Why n−1 for samples (Bessel’s correction): Using n underestimates the true population variance because the sample mean is closer to sample data than the true population mean is. Dividing by n−1 corrects this — it makes s² an unbiased estimator of σ².

Standard deviation: σ (population) or s (sample) = √variance. Same units as the data. The typical distance from the mean.


The Normal Distribution and Standard Deviations

For normally distributed data, standard deviations have predictable meaning:

x̄ ± 1s contains ≈ 68% of data
x̄ ± 2s contains ≈ 95% of data
x̄ ± 3s contains ≈ 99.7% of data

An observation 3 standard deviations from the mean is unusual (happens ~0.3% of the time). 6 standard deviations (“six sigma”) is extraordinarily rare.

Standardising (z-score):

z = (x − x̄) / s

Converts a value to “number of standard deviations from the mean.” Allows comparison across different scales.


The Central Limit Theorem

The CLT: if you take sufficiently large random samples from any population with finite mean μ and variance σ², the distribution of sample means will be approximately normal:

X̄ ~ N(μ, σ²/n)

The mean of the sampling distribution is μ. The standard deviation is σ/√n — called the standard error.

What this means:

  • Doesn’t matter what shape the original population has — uniform, skewed, bimodal
  • The distribution of sample means becomes normal as n grows
  • With n ≥ 30, the approximation is usually good enough

Why it’s powerful: you can apply the well-understood normal distribution to real-world data even when the underlying distribution is unknown. Almost all classical statistical tests are built on this.

Example: Roll a die (uniform distribution) 30 times, record the mean. Do this thousands of times. The distribution of those means is approximately N(3.5, 35/36/30) — a normal distribution, despite the original uniform distribution.


Standard Error vs Standard Deviation

These are frequently confused:

Standard deviation (s): how spread out individual data points are. A property of the data.

Standard error (SE = s/√n): how spread out sample means are. A property of your estimate.

As n increases, SE decreases (√n in denominator). Larger samples → more precise estimates of the mean. This is why bigger studies give tighter results.


Confidence Intervals

A 95% confidence interval means: if you repeated this sampling procedure many times, 95% of the intervals constructed this way would contain the true population mean.

CI = x̄ ± z* × (s/√n)

For 95%: z* = 1.96. For 99%: z* = 2.576.

Sample mean = 50, s = 10, n = 100
SE = 10/√100 = 1
95% CI = 50 ± 1.96 × 1 = (48.04, 51.96)

Common misinterpretation: “95% probability that the true mean is in this interval” is wrong. The true mean is fixed — it’s either in the interval or not. The 95% refers to the procedure, not any particular interval.


Correlation

Pearson correlation coefficient r measures linear association between two variables:

r = Σ(xᵢ − x̄)(yᵢ − ȳ) / (n−1)sₓsᵧ

Range: −1 to +1.

  • r = 1: perfect positive linear relationship
  • r = −1: perfect negative linear relationship
  • r = 0: no linear relationship (but could be nonlinear)

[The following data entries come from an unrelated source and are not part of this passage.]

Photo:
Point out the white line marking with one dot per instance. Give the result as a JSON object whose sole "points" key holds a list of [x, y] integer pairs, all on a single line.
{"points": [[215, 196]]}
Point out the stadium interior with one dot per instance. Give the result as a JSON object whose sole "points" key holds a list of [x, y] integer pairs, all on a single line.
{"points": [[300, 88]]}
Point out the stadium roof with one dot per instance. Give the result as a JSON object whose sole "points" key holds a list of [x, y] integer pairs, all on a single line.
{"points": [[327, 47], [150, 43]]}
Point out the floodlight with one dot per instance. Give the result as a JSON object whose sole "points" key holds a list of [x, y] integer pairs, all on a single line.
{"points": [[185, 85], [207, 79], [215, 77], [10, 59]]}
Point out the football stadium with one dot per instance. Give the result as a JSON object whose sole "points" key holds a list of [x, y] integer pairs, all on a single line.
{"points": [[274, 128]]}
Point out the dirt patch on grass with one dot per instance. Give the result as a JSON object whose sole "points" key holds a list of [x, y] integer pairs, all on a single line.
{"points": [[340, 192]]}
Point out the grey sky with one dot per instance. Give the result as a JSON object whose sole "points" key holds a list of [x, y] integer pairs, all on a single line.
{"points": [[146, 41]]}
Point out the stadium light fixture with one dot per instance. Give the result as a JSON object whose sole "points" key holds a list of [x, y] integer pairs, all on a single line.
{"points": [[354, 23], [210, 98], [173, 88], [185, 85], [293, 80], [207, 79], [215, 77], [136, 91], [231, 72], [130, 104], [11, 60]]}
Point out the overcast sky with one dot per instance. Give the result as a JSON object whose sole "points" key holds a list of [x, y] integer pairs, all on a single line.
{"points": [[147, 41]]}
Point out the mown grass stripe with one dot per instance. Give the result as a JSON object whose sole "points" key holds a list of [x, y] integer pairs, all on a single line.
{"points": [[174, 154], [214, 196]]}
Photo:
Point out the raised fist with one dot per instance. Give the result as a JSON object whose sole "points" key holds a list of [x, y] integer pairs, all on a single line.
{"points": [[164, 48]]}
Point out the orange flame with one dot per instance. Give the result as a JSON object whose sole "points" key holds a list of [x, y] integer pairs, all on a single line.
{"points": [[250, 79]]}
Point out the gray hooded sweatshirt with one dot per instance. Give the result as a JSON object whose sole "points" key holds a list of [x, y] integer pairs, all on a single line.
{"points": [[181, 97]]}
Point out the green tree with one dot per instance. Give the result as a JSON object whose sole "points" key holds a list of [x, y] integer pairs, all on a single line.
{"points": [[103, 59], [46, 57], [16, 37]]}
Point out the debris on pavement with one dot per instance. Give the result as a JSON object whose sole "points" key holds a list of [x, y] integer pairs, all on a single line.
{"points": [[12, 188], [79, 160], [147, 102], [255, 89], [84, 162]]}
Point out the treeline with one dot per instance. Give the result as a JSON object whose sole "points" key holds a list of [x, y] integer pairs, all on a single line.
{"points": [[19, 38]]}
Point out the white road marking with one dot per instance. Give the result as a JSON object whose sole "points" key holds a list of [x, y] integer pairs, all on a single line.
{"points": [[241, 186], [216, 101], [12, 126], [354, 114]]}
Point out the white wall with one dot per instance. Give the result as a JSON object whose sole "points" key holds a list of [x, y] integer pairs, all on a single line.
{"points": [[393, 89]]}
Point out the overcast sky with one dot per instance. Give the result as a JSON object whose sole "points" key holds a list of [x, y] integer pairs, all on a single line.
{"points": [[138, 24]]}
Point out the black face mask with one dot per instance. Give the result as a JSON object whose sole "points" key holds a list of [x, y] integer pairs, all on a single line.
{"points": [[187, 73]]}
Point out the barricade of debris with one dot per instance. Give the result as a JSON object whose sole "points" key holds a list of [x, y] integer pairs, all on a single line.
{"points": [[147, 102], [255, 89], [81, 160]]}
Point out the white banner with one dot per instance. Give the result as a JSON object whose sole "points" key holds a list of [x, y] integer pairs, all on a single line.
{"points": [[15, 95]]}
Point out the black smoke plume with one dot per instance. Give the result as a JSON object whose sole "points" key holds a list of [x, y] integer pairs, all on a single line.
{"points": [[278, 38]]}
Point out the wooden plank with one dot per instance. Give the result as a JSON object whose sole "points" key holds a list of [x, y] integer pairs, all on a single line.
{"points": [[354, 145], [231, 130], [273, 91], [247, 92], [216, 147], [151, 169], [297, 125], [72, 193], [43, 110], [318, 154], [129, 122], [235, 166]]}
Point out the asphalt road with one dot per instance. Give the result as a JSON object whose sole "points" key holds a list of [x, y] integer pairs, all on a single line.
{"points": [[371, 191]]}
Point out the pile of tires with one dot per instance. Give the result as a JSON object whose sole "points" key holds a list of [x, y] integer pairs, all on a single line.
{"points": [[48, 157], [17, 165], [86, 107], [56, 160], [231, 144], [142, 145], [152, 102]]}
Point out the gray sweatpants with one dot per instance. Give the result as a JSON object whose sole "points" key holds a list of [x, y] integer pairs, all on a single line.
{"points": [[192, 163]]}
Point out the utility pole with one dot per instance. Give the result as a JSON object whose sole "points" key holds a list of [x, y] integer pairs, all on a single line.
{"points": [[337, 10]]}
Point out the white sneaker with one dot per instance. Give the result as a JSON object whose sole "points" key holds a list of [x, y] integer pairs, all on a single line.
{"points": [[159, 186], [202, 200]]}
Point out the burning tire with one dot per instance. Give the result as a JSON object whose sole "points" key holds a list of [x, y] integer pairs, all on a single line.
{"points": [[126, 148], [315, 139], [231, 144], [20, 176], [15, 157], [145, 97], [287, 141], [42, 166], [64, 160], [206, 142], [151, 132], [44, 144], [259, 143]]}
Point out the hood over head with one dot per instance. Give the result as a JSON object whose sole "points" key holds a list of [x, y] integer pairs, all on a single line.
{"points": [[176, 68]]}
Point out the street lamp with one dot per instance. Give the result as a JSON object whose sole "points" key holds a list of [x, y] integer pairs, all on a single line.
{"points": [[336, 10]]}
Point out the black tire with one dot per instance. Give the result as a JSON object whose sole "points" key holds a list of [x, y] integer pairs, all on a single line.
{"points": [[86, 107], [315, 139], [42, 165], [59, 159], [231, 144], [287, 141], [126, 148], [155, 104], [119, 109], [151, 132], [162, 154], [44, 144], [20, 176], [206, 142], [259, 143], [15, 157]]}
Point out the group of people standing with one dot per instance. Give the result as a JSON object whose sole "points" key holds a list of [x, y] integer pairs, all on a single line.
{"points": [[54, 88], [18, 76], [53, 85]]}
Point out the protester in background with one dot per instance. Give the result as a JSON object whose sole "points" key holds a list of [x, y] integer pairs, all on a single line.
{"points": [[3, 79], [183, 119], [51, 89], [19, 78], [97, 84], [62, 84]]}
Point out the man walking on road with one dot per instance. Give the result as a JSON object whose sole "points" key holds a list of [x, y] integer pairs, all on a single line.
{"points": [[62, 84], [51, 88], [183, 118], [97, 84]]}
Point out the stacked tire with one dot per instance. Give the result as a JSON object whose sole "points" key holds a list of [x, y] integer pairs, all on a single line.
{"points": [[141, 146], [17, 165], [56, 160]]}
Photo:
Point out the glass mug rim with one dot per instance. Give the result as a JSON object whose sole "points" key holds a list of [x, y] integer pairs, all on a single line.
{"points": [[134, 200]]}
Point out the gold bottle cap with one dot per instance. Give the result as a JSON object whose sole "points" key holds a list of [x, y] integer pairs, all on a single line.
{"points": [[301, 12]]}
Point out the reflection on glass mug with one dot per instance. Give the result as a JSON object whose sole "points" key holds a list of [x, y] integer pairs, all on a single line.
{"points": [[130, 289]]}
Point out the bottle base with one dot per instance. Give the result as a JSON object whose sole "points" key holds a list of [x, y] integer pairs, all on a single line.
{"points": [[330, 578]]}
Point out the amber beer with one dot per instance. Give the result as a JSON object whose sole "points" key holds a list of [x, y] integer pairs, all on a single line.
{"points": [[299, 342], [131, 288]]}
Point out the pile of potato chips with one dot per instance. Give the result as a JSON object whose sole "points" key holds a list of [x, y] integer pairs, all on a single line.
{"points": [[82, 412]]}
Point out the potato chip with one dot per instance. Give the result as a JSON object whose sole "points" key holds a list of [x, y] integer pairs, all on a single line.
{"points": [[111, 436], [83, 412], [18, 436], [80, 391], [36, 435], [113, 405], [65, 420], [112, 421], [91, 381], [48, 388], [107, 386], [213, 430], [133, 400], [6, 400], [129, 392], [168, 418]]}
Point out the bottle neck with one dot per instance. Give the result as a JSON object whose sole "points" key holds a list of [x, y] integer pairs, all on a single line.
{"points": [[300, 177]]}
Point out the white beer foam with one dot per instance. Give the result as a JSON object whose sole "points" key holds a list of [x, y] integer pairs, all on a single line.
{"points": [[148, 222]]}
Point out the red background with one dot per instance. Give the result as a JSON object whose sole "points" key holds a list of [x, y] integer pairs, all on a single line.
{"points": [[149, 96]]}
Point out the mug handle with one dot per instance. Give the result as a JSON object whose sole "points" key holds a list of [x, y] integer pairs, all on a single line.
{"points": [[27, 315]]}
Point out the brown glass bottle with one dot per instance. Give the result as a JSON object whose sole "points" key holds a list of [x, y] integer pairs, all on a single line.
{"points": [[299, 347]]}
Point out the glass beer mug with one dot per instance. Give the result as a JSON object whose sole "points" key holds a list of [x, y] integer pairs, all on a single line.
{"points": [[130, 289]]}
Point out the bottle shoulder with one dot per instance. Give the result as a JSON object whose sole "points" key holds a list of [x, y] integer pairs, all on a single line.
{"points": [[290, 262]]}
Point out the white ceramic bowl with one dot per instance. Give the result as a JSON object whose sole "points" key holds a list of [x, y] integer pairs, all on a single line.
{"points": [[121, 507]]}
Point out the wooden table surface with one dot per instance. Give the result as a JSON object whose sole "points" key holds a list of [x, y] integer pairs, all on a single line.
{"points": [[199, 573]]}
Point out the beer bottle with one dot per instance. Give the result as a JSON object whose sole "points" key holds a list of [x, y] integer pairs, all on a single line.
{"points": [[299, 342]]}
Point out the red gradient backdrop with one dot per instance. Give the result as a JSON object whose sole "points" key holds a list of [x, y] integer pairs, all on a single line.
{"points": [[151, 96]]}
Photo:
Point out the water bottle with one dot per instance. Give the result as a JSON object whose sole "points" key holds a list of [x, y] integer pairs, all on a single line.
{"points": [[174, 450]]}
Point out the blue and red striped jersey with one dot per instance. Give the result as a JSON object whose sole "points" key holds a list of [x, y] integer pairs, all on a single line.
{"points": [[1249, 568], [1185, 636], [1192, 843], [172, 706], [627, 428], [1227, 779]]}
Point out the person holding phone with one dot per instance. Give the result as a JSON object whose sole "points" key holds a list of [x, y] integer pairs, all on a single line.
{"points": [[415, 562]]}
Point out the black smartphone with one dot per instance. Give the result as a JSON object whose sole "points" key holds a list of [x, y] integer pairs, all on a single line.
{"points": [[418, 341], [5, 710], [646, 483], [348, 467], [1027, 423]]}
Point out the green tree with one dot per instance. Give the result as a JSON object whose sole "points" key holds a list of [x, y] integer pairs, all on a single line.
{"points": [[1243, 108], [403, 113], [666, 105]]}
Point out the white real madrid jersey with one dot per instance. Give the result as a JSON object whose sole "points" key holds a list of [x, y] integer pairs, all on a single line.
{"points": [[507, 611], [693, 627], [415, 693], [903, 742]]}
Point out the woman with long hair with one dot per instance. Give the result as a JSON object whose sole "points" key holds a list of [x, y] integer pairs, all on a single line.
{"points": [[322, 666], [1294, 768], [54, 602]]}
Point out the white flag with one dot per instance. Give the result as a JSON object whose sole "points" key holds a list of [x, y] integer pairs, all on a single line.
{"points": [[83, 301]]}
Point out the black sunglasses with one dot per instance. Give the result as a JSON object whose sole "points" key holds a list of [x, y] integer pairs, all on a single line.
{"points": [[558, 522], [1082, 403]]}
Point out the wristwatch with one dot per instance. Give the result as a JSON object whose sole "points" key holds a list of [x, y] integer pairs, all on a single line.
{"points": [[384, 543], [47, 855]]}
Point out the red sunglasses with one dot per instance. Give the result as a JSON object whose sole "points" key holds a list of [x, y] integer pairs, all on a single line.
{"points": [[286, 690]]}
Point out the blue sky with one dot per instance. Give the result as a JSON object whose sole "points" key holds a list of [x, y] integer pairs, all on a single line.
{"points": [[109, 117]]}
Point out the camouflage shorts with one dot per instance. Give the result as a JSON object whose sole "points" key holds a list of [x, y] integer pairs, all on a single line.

Correlation ≠ causation. Two variables can correlate because one causes the other, because a third variable causes both (confounding), or by pure chance. The number alone tells you nothing about mechanism.

Anscombe’s Quartet: four datasets with identical means, variances, and correlations (r ≈ 0.816) but completely different shapes — one linear, one curved, one with an outlier. Always plot your data.


Outliers

An outlier is a value unusually far from the rest. Common rule: x is an outlier if it falls more than 1.5 × IQR below Q1 or above Q3.

Effect on statistics:

  • Mean and variance: heavily affected by outliers
  • Median and IQR: robust to outliers

What to do with outliers: investigate before removing. An outlier might be:

  • A data entry error → correct or remove
  • A genuine extreme observation → keep
  • The most interesting finding in the dataset → investigate further

Removing outliers because they’re inconvenient is a form of data manipulation.


Distributions in Practice

StatisticBest withSensitive to
MeanSymmetric dataOutliers
MedianSkewed dataNothing much
Standard deviationNormal dataOutliers
IQRAny shapeNothing much

The choice of statistic is itself a modelling decision — it encodes assumptions about the shape of your data.